日本国籍を失ってからというのは、外国に存在している重国籍者が日本国籍喪失の官報掲載の催告を知らずに日本国籍を失った場合です。
後になってから日本の国籍を喪失したこを知った場合、1年以内なら届け出てくれればOKですよ、ということになります。

帰化とは

帰化とは、本人の意思により他国の国籍を取得することです。
日本へ帰化する場合、日本国民以外の外国人が日本国籍を取得して日本人になることを指します。
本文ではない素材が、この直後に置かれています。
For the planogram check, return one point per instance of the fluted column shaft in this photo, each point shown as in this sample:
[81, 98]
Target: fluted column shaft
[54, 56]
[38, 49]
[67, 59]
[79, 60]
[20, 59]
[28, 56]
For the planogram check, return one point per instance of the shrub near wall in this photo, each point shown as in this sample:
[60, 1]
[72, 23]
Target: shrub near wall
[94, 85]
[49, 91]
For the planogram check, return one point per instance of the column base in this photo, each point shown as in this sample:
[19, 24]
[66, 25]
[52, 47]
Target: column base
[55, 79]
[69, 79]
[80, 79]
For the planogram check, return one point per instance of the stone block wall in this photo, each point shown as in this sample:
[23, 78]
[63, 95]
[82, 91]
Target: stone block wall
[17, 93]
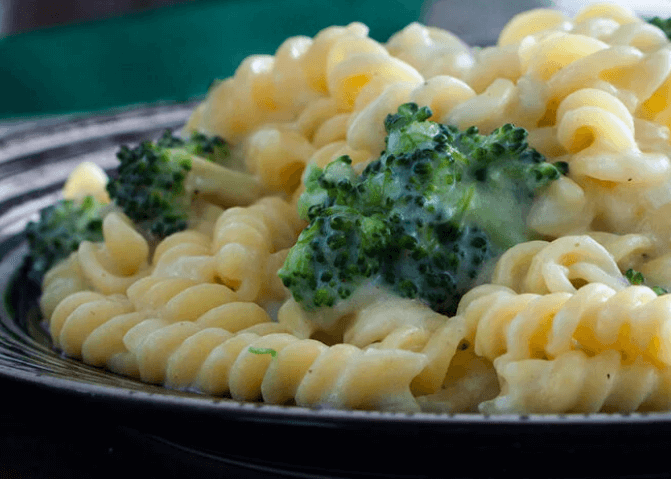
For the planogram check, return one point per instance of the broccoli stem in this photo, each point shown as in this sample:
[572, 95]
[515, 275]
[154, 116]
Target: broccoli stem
[220, 185]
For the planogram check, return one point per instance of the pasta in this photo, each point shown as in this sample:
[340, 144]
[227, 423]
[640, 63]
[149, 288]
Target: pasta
[556, 326]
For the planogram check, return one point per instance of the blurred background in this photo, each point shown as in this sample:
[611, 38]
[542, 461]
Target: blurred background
[71, 56]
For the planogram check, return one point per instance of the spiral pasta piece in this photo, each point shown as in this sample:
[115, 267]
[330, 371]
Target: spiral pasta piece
[245, 238]
[561, 265]
[633, 321]
[576, 382]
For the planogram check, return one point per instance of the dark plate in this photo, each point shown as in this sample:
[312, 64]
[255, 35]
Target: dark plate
[225, 437]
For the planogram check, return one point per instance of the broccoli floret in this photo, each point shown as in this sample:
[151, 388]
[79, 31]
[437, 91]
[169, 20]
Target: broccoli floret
[420, 221]
[211, 148]
[58, 232]
[636, 278]
[158, 182]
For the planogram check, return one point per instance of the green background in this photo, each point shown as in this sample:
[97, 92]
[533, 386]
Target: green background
[172, 53]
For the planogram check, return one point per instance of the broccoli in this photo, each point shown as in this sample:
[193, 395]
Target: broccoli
[60, 229]
[420, 221]
[636, 278]
[158, 182]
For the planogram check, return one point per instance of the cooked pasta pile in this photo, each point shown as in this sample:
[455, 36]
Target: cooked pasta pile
[556, 328]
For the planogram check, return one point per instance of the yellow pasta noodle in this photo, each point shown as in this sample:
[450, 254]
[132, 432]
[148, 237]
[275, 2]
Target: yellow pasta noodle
[554, 325]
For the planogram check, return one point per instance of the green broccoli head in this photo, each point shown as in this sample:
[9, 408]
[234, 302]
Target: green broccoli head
[58, 232]
[212, 148]
[157, 183]
[422, 219]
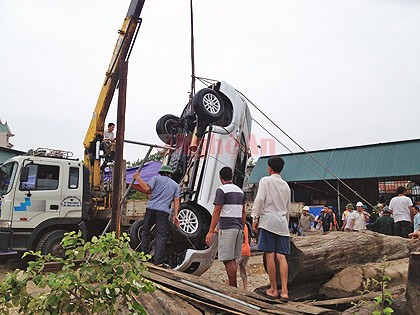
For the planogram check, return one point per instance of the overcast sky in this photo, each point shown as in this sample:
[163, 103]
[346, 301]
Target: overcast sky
[331, 73]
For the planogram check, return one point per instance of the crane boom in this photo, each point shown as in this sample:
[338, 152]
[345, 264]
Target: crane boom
[94, 134]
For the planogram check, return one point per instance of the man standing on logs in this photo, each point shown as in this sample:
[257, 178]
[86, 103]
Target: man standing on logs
[229, 216]
[401, 209]
[270, 215]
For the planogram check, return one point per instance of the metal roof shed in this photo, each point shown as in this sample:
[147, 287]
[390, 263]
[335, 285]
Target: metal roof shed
[383, 160]
[362, 168]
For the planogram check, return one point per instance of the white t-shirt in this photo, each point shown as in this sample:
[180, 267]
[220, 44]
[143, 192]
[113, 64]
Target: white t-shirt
[400, 207]
[348, 218]
[359, 221]
[272, 205]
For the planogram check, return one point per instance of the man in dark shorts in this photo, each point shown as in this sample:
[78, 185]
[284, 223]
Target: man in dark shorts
[270, 215]
[164, 191]
[229, 215]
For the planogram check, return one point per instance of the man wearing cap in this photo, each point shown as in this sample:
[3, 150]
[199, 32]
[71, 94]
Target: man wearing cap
[359, 218]
[384, 224]
[327, 219]
[163, 191]
[270, 214]
[416, 232]
[347, 216]
[305, 221]
[401, 210]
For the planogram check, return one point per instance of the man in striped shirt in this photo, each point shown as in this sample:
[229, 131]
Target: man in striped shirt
[229, 215]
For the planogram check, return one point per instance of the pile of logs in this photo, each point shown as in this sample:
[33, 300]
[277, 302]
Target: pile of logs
[334, 265]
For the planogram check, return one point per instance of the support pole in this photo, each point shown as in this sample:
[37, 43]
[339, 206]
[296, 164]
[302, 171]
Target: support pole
[412, 293]
[338, 202]
[118, 166]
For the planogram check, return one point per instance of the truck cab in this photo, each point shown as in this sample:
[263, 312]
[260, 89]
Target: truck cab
[43, 195]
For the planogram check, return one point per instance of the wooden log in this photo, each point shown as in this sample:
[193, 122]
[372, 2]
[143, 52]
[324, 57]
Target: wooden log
[348, 300]
[181, 283]
[413, 284]
[349, 281]
[321, 256]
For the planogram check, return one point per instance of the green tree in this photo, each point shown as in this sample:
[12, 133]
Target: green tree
[102, 276]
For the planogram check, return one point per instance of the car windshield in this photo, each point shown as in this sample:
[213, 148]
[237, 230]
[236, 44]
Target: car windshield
[7, 176]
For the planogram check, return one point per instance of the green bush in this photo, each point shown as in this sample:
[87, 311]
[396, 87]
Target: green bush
[102, 276]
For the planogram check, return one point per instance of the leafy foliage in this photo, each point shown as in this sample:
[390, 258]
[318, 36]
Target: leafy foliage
[102, 276]
[383, 301]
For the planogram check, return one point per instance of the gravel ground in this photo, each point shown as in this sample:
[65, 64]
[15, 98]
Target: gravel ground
[257, 276]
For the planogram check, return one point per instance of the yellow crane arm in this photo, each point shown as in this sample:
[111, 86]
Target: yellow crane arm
[126, 38]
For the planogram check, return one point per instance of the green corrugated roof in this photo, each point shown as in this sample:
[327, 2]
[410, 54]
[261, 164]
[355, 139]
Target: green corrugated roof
[6, 154]
[4, 128]
[391, 159]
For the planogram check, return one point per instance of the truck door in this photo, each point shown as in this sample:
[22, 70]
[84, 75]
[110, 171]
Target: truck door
[37, 199]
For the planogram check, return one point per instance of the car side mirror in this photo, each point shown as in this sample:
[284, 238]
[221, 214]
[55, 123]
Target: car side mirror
[24, 174]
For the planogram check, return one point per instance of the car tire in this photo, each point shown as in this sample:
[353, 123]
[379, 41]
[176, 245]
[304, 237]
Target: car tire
[135, 235]
[166, 128]
[208, 105]
[50, 243]
[191, 222]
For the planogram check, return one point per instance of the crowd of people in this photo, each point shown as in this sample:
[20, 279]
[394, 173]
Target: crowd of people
[401, 218]
[270, 220]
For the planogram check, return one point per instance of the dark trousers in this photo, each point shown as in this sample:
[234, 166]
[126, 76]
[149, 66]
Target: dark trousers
[161, 219]
[403, 228]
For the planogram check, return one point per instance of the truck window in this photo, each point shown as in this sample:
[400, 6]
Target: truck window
[240, 165]
[74, 178]
[7, 176]
[41, 177]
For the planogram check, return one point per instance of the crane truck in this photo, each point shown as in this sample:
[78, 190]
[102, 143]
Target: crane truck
[47, 192]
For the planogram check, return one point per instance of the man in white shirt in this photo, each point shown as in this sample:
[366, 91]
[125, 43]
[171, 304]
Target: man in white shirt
[270, 214]
[359, 218]
[401, 208]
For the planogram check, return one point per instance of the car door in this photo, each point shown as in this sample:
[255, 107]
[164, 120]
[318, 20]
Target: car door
[38, 199]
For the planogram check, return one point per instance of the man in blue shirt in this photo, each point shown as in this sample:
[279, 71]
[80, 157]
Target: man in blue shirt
[163, 191]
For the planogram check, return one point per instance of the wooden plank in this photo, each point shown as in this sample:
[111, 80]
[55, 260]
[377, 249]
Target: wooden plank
[151, 305]
[208, 308]
[179, 281]
[217, 301]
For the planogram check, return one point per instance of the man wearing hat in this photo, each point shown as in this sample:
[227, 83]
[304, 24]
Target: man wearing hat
[359, 218]
[347, 216]
[163, 191]
[305, 221]
[385, 224]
日本国籍へ帰化することの大きなメリットとしては、入管法上で外国人の定義から外れるため、在留資格制度の対象にはなりません。
また、外国人としての様々な義務からも解放されます。

当然ですが、日本人が日本に住むにあたって在留期間のような概念はないため、面倒な申請も一切必要ありません。
法律を守っていれば、後は何かしたらの制限を受けることはないでしょう。
日本人が日本に住んでいる以上、その私生活を国が干渉することはできないため、仕事・結婚・離婚も自由に選択が可能です。
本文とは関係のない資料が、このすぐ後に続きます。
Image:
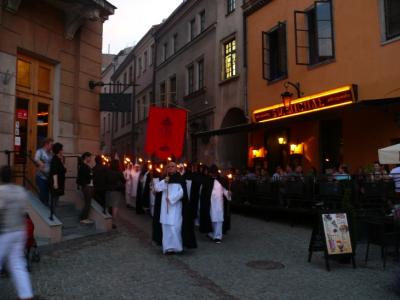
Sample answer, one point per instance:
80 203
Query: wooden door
33 109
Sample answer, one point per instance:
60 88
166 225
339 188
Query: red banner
165 132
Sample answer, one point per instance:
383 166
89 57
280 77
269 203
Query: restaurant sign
325 100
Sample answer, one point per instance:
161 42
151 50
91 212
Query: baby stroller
31 250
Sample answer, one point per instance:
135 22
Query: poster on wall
337 235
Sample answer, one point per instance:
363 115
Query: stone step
79 232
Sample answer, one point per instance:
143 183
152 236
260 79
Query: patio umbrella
390 155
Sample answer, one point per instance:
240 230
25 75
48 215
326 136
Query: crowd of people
179 198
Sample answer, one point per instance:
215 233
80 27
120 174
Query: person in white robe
134 184
128 185
171 212
217 208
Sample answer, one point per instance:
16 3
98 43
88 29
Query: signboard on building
115 102
325 100
337 235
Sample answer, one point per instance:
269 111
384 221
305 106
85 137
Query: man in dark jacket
85 182
100 181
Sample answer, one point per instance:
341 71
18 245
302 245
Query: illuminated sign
325 100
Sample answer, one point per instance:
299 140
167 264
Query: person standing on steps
13 201
57 175
115 184
85 182
42 160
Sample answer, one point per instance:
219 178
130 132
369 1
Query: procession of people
178 197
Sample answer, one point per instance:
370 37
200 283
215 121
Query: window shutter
282 49
265 56
324 30
302 38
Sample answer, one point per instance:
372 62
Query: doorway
33 109
331 141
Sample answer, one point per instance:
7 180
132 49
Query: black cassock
188 235
205 205
143 193
157 228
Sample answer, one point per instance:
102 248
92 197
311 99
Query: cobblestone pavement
125 265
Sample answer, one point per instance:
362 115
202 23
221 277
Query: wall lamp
287 96
93 84
6 77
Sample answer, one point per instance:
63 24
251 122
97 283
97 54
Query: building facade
322 81
49 51
231 104
144 54
106 117
185 70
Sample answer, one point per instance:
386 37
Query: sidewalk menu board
337 233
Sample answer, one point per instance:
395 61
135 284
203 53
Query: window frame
386 36
202 17
312 36
233 57
200 74
192 29
172 92
230 6
190 79
267 60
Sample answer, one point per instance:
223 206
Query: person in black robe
205 202
99 181
188 234
157 228
143 192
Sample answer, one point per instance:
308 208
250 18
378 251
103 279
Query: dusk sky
132 19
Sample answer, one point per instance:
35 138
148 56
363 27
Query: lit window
392 19
231 5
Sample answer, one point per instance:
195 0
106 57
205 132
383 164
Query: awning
390 155
247 127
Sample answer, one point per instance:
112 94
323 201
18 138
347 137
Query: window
116 115
174 43
162 93
140 66
164 51
172 89
274 53
145 61
190 71
128 117
229 59
392 19
200 74
314 34
137 110
152 100
231 5
202 20
151 55
144 107
130 75
137 67
192 29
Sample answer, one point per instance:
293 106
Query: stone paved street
125 265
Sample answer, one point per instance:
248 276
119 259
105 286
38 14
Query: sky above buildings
131 21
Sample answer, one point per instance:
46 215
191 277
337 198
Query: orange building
323 80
帰化は審査が厳しい分、帰化をすると一気に自由になります。

永住とは

永住申請をしたらできる永住とは、在留資格の1つであり、在留資格の中では第上位に位置する資格です。

永住ビザを取得している外国人の方は、以下の特典が得られます。

● 在留期間の制限がない
● 日本での活動に制限がない

基本的に在留資格には高度専門職2号を除いて、必ず在留期間が定められています。
在留期間を超えての滞在を希望する場合は、在留期間更新許可申請をその都度行い、入管から許可を得なければいけません。
外国人の方にとってみれば、この申請の時に書類を準備するのが非常に面倒ですし、確実に許可が下りるのかどうかもわからないため不安な日々を過ごすこととなります。
永住者になると在留期間の制限がなくなるため、面倒な更新の手間から解放されます。

また在留資格にはそれぞれに割り当てられた仕事しかできないため職業選択の自由がほとんどありませんが、永住者になると好きな仕事が可能です。
職業選択の幅はもちろん、以降のライフプランにも直結してくるので、永住者になることで得られるメリットは計り知れません。
帰化と比べて永住申請の方が用意する書類が少ないというのもポイントです。

申請において楽なのは間違いなく永住申請の方でしょう。

まとめ

日本国籍を取得するには、「出生」「国籍取得届」「帰化」の3つの方法があります。
このうち、「出生」は父母が日本人か日本で出生していることが条件なため、取れる選択肢としては「国籍取得届」か「帰化」になるでしょう。
国籍取得届は、3種類のパターンによって申請方法が異なるため、届出をする歳は自分がどの要項に当てはまるのか必ず覚えておきましょう。

また日本に帰化する場合、完全に日本人となるため外国国籍だったときに生じていたしがらみからは解放されます。
一方で審査は厳しいため、難しい場合は永住者という選択肢もあります。
これから日本国籍を取得しようと考えている方は、ぜひ参考にしてくださいね。